Overview
This guide is designed to help you troubleshoot common issues that you may experience while installing and maintaining a RightScale Cloud Appliance for vSphere (RCA-V).
Knowing Your Environment
In order to successfully navigate through issues, you must have a proper understanding of your environment. Please refer to the RCA-V Administrator Guide for details of how the RCA-V fits into your vSphere environment.
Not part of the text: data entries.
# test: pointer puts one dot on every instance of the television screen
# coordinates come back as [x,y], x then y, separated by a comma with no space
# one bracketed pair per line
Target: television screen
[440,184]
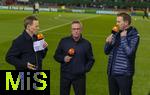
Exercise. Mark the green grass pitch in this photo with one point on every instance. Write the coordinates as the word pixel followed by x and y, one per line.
pixel 96 28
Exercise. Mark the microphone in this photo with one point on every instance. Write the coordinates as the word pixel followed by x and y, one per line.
pixel 71 52
pixel 40 36
pixel 115 29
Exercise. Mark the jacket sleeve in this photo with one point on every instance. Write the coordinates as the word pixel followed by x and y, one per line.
pixel 59 54
pixel 43 52
pixel 13 56
pixel 130 46
pixel 108 46
pixel 90 58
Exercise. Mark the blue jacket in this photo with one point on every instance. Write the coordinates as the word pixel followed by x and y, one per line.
pixel 80 63
pixel 122 53
pixel 21 52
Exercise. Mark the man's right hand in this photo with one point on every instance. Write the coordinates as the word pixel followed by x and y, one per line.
pixel 31 66
pixel 109 39
pixel 67 59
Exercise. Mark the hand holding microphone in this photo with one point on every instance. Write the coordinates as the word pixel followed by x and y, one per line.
pixel 69 56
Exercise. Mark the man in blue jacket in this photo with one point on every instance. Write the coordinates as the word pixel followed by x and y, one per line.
pixel 21 54
pixel 121 47
pixel 76 58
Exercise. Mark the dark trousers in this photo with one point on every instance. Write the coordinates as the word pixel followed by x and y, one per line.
pixel 120 84
pixel 78 85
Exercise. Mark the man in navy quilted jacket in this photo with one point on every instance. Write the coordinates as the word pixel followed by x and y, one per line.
pixel 121 47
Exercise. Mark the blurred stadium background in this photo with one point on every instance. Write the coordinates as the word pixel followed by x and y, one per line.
pixel 97 16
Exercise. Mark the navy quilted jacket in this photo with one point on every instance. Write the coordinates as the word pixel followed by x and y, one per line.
pixel 122 53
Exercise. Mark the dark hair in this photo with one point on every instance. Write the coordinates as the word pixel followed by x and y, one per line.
pixel 126 17
pixel 29 20
pixel 76 21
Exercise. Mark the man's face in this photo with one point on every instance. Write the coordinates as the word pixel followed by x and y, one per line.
pixel 122 24
pixel 34 27
pixel 76 30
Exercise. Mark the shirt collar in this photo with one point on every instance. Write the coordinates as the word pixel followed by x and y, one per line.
pixel 27 36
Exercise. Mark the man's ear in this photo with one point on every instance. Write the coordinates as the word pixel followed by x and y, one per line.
pixel 28 26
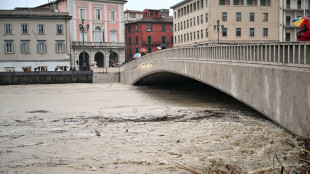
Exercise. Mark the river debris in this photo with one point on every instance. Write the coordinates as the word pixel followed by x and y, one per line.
pixel 186 168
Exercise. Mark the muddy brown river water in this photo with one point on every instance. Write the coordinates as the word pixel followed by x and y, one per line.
pixel 114 128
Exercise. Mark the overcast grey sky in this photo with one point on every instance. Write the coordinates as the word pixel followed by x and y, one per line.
pixel 130 5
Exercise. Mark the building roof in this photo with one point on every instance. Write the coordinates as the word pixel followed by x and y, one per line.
pixel 153 20
pixel 178 4
pixel 33 14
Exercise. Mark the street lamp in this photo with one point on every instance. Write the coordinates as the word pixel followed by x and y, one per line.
pixel 84 30
pixel 217 30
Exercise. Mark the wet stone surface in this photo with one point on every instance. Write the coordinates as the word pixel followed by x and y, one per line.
pixel 92 128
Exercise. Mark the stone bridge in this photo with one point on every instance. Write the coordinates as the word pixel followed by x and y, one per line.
pixel 272 78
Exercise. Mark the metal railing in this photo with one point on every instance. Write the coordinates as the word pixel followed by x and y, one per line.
pixel 290 54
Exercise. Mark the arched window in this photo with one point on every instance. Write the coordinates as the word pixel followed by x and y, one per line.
pixel 288 4
pixel 299 4
pixel 98 36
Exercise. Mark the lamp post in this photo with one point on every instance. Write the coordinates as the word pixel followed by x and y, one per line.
pixel 217 30
pixel 83 30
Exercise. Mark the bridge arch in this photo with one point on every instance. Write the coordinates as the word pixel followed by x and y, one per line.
pixel 262 76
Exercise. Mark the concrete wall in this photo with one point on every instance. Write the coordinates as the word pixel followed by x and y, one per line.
pixel 280 91
pixel 46 77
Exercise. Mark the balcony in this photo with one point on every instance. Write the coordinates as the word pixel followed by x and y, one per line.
pixel 155 43
pixel 99 44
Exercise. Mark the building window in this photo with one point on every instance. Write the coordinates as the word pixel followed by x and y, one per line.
pixel 25 28
pixel 149 27
pixel 299 4
pixel 132 15
pixel 251 16
pixel 7 28
pixel 130 54
pixel 59 29
pixel 149 40
pixel 82 13
pixel 265 16
pixel 41 47
pixel 112 14
pixel 238 32
pixel 60 46
pixel 288 20
pixel 163 39
pixel 98 14
pixel 41 29
pixel 265 31
pixel 224 32
pixel 224 16
pixel 252 32
pixel 238 16
pixel 25 47
pixel 8 46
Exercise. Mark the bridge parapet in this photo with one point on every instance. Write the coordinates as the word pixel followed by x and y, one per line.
pixel 295 54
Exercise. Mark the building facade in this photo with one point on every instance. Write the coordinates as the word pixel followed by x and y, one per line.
pixel 242 20
pixel 104 40
pixel 292 9
pixel 34 40
pixel 149 32
pixel 131 15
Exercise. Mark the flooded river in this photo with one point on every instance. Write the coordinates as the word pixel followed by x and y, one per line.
pixel 114 128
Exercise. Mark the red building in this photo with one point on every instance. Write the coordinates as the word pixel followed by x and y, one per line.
pixel 149 32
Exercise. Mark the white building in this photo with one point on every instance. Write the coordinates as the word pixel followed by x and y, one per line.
pixel 34 40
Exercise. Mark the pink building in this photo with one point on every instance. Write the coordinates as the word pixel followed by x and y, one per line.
pixel 104 40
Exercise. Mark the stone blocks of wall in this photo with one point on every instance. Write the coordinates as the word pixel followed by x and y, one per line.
pixel 47 77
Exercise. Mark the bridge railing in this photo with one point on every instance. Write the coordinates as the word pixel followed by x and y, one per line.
pixel 296 54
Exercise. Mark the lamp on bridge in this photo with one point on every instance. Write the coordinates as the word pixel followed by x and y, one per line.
pixel 217 30
pixel 84 30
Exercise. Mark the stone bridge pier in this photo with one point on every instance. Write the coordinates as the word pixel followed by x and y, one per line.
pixel 273 78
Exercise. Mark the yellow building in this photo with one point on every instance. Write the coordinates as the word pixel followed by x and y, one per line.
pixel 195 21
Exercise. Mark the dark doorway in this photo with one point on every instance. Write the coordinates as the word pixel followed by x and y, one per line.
pixel 84 65
pixel 99 58
pixel 113 59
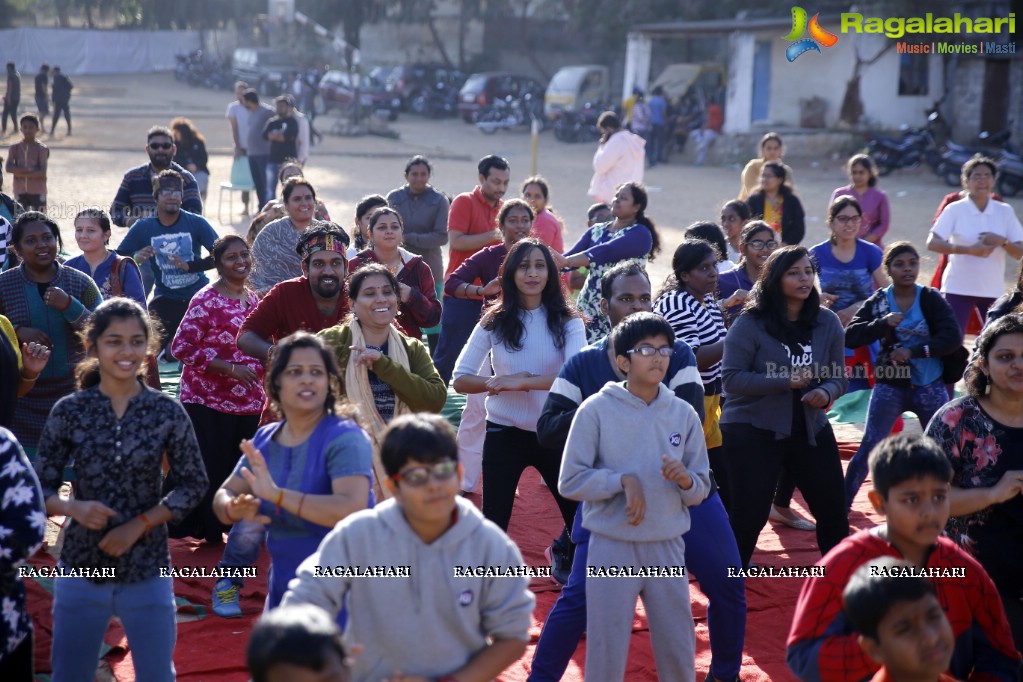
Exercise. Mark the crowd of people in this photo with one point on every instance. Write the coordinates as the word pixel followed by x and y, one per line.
pixel 669 422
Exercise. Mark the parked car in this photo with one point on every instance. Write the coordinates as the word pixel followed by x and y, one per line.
pixel 573 87
pixel 420 84
pixel 483 89
pixel 337 89
pixel 266 70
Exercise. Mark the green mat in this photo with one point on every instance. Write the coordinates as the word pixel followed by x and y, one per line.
pixel 851 408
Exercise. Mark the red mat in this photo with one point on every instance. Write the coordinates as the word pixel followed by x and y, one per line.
pixel 212 648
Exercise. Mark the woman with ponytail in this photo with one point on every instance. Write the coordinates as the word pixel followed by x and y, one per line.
pixel 630 236
pixel 118 430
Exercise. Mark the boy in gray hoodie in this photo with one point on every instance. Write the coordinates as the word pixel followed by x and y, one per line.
pixel 427 580
pixel 636 458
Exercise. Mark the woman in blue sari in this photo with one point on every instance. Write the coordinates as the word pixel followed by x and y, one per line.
pixel 305 473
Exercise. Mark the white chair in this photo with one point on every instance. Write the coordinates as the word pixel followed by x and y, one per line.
pixel 241 181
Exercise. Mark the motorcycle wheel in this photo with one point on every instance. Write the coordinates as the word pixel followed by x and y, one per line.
pixel 417 103
pixel 1010 186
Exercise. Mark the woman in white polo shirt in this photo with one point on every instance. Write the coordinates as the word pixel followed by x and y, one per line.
pixel 976 232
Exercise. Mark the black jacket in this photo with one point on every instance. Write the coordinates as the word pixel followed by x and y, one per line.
pixel 869 325
pixel 793 218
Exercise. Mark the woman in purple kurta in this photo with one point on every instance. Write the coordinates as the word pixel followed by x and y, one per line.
pixel 874 201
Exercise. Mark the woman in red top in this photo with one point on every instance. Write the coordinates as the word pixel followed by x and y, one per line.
pixel 221 387
pixel 417 304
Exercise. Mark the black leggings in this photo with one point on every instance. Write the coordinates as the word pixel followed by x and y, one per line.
pixel 506 453
pixel 755 460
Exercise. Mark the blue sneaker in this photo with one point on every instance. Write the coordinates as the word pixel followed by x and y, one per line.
pixel 225 599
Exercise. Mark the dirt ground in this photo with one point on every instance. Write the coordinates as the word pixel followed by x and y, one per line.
pixel 113 112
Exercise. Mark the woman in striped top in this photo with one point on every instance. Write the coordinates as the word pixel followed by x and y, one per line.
pixel 528 334
pixel 687 302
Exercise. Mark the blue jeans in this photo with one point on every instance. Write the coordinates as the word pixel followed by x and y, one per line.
pixel 83 609
pixel 257 166
pixel 242 548
pixel 458 316
pixel 887 403
pixel 710 549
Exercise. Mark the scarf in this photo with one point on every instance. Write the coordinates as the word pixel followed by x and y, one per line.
pixel 359 393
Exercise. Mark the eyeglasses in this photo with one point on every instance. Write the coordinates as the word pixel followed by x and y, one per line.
pixel 650 351
pixel 418 475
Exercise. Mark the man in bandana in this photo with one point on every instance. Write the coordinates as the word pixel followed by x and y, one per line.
pixel 171 240
pixel 310 303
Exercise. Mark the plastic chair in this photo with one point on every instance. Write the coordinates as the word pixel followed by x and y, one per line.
pixel 241 181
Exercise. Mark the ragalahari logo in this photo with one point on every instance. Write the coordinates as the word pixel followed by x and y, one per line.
pixel 818 36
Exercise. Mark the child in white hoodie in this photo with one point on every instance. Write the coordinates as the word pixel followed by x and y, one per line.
pixel 637 460
pixel 407 570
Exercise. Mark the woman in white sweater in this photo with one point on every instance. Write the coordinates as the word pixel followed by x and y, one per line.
pixel 528 333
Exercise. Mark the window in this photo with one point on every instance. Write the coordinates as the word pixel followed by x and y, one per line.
pixel 914 74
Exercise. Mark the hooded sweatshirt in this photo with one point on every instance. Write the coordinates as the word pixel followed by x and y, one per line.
pixel 621 158
pixel 615 433
pixel 432 622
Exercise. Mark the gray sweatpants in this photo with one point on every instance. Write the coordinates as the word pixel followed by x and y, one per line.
pixel 611 603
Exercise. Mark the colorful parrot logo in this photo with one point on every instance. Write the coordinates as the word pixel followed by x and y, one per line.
pixel 818 36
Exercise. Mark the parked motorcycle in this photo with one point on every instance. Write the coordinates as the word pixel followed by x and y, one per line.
pixel 579 126
pixel 1010 180
pixel 957 154
pixel 916 145
pixel 510 112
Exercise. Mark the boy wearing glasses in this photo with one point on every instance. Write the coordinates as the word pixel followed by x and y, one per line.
pixel 172 241
pixel 447 620
pixel 636 486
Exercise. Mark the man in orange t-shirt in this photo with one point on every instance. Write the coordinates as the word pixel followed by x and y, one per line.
pixel 472 226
Describing it very briefly, RCA-V sits in your vSphere environment and interacts with your vCenter Server. Key pieces of information are:
Credentials | Checked by | Set by | Storage | Purpose | Initial value | Comment |
---|---|---|---|---|---|---|
unix 'root' password | unix login | disabled | /etc/shadow | there is no root login capability, following Ubuntu best practices | disabled | Fully disabled. Recommend not enabling |
'admin' password | unix login & nginx basic auth | admin UI | verifiers in /etc/shadow & /etc/nginx | authenticates customer admin for SSH and HTTP access | vscale2013@@ | recommend changing this initial value using admin UI |
'rightscale' password | nginx basic auth | admin UI | verifier in /etc/nginx | authenticates rightscale platform (GW) for HTTP access | disabled | Note: No SSH access for this user |
'services' password | unix login nginx basic auth | admin UI | verifiers in /etc/shadow & /etc/nginx | authenticates RS professional services for SSH and HTTP access | disabled | Customers should enable it for RightScale services as needed |
wstunnel token | wstunsrv and wstuncli | admin UI | plain text in /etc/defaults/wstuncli | ensures tunnel uniqueness and obfuscates access to tunnel for defense in-depth | random value | check in wstuncli, split off in admin UI |
tenant password | RCA-V | admin UI | obfuscated in /etc/vscale.conf | authenticate individual tenants' access to the cloud | disabled | new in 1.0 |
vCenter user/password | vCenter server | admin UI | obfuscated in /root/.vscalerc | access to vCenter for managing resources | unset | non-admin user recommended |
When everything is working fine, the following should happen:
- When powered on, RCA-V should come up without any issues.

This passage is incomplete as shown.